A leading media lawyer has been disbarred for fabricating a High Court order to mislead her client, a former MI6 officer who compiled a notorious report on Donald Trump’s alleged links to Russia.

Nicola Cain worked as a partner in City firm RPC’s media team and was representing Christopher Steele – author of the so-called ‘Steele dossier’ – when she created a fabricated order purported to have been made by Senior Master Fontaine, the Bar Tribunals & Adjudication Service (BTAS) heard.

She acted for Steele in a libel claim brought by Russian businessman Aleksej Gubarev over allegations that Gubarev and his company Webzilla were involved in hacking the Democratic National Committee before the 2016 US presidential election.

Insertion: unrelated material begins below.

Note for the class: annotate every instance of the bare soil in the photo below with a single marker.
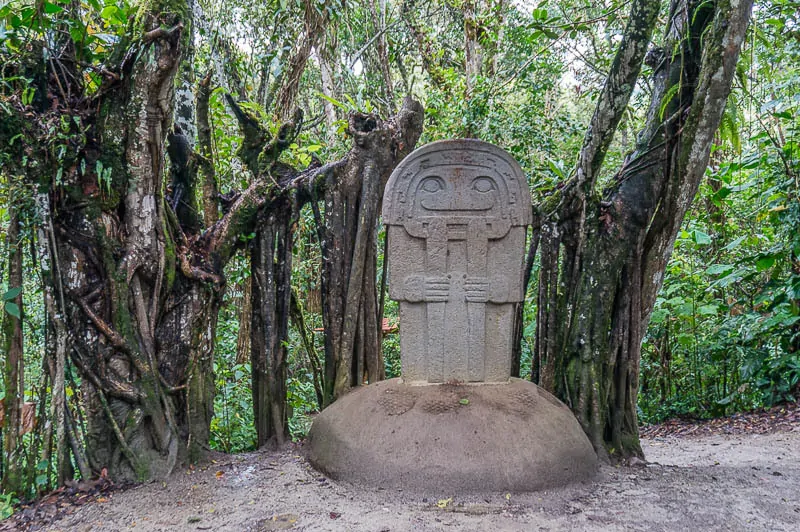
(700, 481)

The claim was dismissed in 2020 after the High Court found the allegations to be defamatory, but that the claimants could not establish that Steele or the corporate intelligence company he co-founded, Orbis Business Intelligence, were responsible in law for the publication.

Cain, called to the bar in 2005, was found by BTAS to have dishonestly misled Steele by sending him the fabricated order, leaving out or changing information about what her client had been ordered to do by the court.

She was also found to have failed to notify, or seek instructions from, her client regarding applications made by the claimants and to have provided a false copy of an application to her client. Cain was further found to have served a witness statement stating that she was authorised to make it on behalf of her client when she was not.

Cain was disbarred and the tribunal ordered that the Bar Standards Board should not issue her with a practising certificate pending the hearing of any appeal. She was also ordered to pay £5,900 in costs.

Sara Jagger, the BSB’s director of legal and enforcement, said: ‘The charges which the tribunal has found proved involved dishonestly and deliberately misleading a client. The tribunal’s decision to disbar Ms Cain reflects the seriousness of her conduct and that such acts are not compatible with membership of the bar.’